UNION leaders today welcomed plans to seize the house of crooked civil servant Gordon Foxley -- and said some of the money should be used to help workers affected by his crimes.

The corrupt civil servant was jailed in May, 1994, for taking bribes from foreign companies which then got contracts, which led to 300 people losing their jobs at Blackburn's Royal Ordnance Factory.

Senior defence officials described his actions as 'the largest individual case of fraud in government circles ever.'

The home in Henley-on-Thames comes complete with swimming pool and riverbank setting.

Now the leader of the Transport and General Workers' Union, Jack Dromey, plans to make sure the £1.5million the Government is chasing will, at least in part, be given to the workers who lost their jobs. A court case is expected to rule on the application later in the year.

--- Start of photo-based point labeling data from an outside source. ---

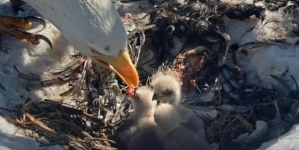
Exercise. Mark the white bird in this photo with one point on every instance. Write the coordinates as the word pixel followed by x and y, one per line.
pixel 93 27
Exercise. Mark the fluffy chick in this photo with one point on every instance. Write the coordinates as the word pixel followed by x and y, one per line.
pixel 167 86
pixel 167 89
pixel 147 136
pixel 175 136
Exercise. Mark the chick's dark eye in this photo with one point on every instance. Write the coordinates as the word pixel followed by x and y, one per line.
pixel 167 92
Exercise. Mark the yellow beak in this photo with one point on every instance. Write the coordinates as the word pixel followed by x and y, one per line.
pixel 122 66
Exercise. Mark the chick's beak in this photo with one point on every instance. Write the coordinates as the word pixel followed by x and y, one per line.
pixel 122 66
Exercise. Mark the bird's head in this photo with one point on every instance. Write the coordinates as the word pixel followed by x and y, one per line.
pixel 142 101
pixel 167 88
pixel 121 65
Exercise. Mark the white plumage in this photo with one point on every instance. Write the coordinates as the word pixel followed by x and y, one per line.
pixel 95 29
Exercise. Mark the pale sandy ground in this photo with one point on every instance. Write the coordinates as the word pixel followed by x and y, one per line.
pixel 40 59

When Foxley was jailed in 1994, he was ordered to pay £1.5million in compensation. He never has.

Mr Dromey said: "It is obscene that he can live a life of luxury on his ill-gotten gains while those Royal Ordnance workers who lost their jobs try and scrape by.

"I am planning to meet with defence ministers to find out how the compensation money will be used. Taxpayers should benefit but so too should the victims of Foxley's corruption, the honest men and women of Royal Ordnance who lost their jobs."

Foxley's job of awarding the military contracts had a salary of around £25,000 and he has since claimed he has no assets.

At the time of his jailing a ruling stated that his house would not be seized because Foxley had put it in his wife's name. But the trustee in bankruptcy -- who is appointed by the creditors -- is now asking the High Court to rule that at least part of the house is his so it can be sold off.